Short Answer Questions

1. According to Agamemnon, what was the cause of Troy's being "ground into dust?"

2. What city does Clytemnestra describe as being ruined, burned, and full of mourning for the dead?

3. In the first part of the first play, what does the chorus say of Agamemnon's fate?

4. According to the herald and the chorus, what has happened to Agamemnon's brother?

5. What, according to the herald, is worth the suffering of the soldiers?

Short Essay Questions

1. Why does Clytemnestra lose patience with Cassandra in the fourth part of "The Agamemnon"?

2. For what is the herald giving thanks during his entrance?

3. What are the disputes amongst the chorus when they hear Agamemnon screaming from inside the palace?

4. According to the chorus, how must Electra pray?

5. What happened to Menelaus, according to the herald?

6. What feelings does the Watchman have while on the roof in the beginning of the play?

7. What is Clytemnestra's vision for the future after the death of Agamemnon?

8. What visions does Cassandra see when she looks at the palace?

9. Why is Orestes praying to Hermes and Zeus at beginning of "The Libation Bearers"?

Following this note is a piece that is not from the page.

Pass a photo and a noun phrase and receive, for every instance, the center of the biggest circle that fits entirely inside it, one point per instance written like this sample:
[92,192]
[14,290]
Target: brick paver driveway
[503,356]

10. What is the continuing theme among the chorus as to what happened to Troy and why?

Essay Topics

Write an essay for ONE of the following topics:

Essay Topic 1

What are the roles of justice and revenge in "The Oresteia"? What are the differences between the two? What characters seek justice and what characters seek revenge? How does this reflect upon the play cycle as a whole? Cite specific examples from the text to support your arguments.

Essay Topic 2

Consider the god Apollo. On one hand, he is Orestes' savior, offering his support and guidance of the young man at every turn. On the other hand, Apollo has ruined Cassandra's life, cursing her and allowing Troy to be defeated. Explore the conflicting roles of Apollo and how he has affected the events of "The Oresteia". Cite specific examples from the text.

Essay Topic 3

When the Greek tragedies were first written, the stories and characters were well known to the audiences, which is why "The Oresteia" has a fairly complicated web of plot lines, history, and characters. Luckily, for modern audiences who may not be as familiar with these stories, though, characters, especially the chorus, offer insight and back stories in what is about to take place. Discuss the use of exposition in "The Oresteia". Does it add to or subtract from the content of the play? Is it strictly necessary to be familiar already with these stories? Why? Cite specific examples from the text to support your claims.